Sementara itu, Pejabat Pembuat Komitmen (PPK) Ibrahim Mubarak Mapawa menjelaskan proyek menghabiskan dana senilai Rp. 7.477.286.000, sudah dilakukan proses provisional hand over (PHO) atau serah terima sementara.

“Iya betul. Bulan januari 2020,” katanya saat dikonfimasi VoxNtt.com, Jumat, 8 Mei 2020 lalu melalui pesan WhatsApp.

Ia juga mengaku pihaknya sudah melakukan monitoring ke lokasi proyek yang dikerjakan oleh CV. Natalia itu sekitar 3 minggu yang lalu.

“Memang kondisinya seperti yg digambarkan tersebut. Memang ada dasar yang sudah diperbaiki, hanya metode perbaikannya yang tidak tepat sehingga tidak menyelesaikan masalah,” katanya.

Ibrahim mengaku sudah koordinasi dengan rekanan terkait masalah itu. Untuk sekarang kata dia dengan keadaan pembatasan pergerakan berpengaruh terhadap kegiatan perbaikan.

Ia menjelaskan secara hukum rekanan atau kontraktor pelaksana masih terikat kontrak sampai dengan Januari 2021.

“Denda keterlambatan ada. Karena kemarin pekerjaan selesai melampaui batas kontrak. Jadi dikenakan denda,” ujarnya.

“Masalahnya om kalo kondisi normal pasti sudah selesai. Mudah-mudahan kondisi seperti ini tidak berlanjut sampai kuartal 3 tahun ini,” tambahnya.

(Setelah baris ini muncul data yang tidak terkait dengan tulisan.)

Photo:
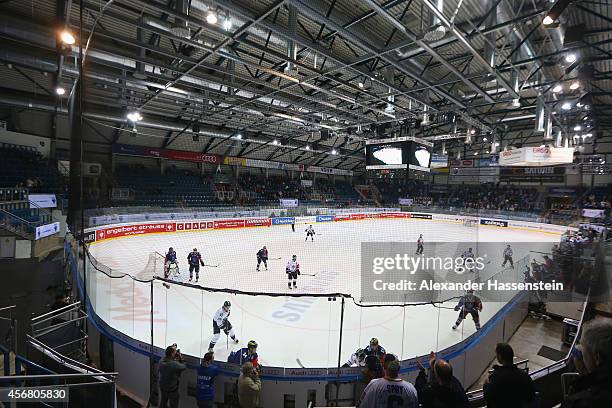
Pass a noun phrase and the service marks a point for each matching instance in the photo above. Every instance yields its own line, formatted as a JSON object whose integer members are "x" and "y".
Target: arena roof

Saya ditanya terkait denda keterlabatan Ibrahim mengaku lupa berapa besarannya.

“Mereka ini tahap berikutnya FHO. Uang yang tersisa cukup banyak yang ada di kas daerah. Yang tahan termasuk jaminan peliharaan totalnya sekitar hampir 800 jutaan,” ujarnya.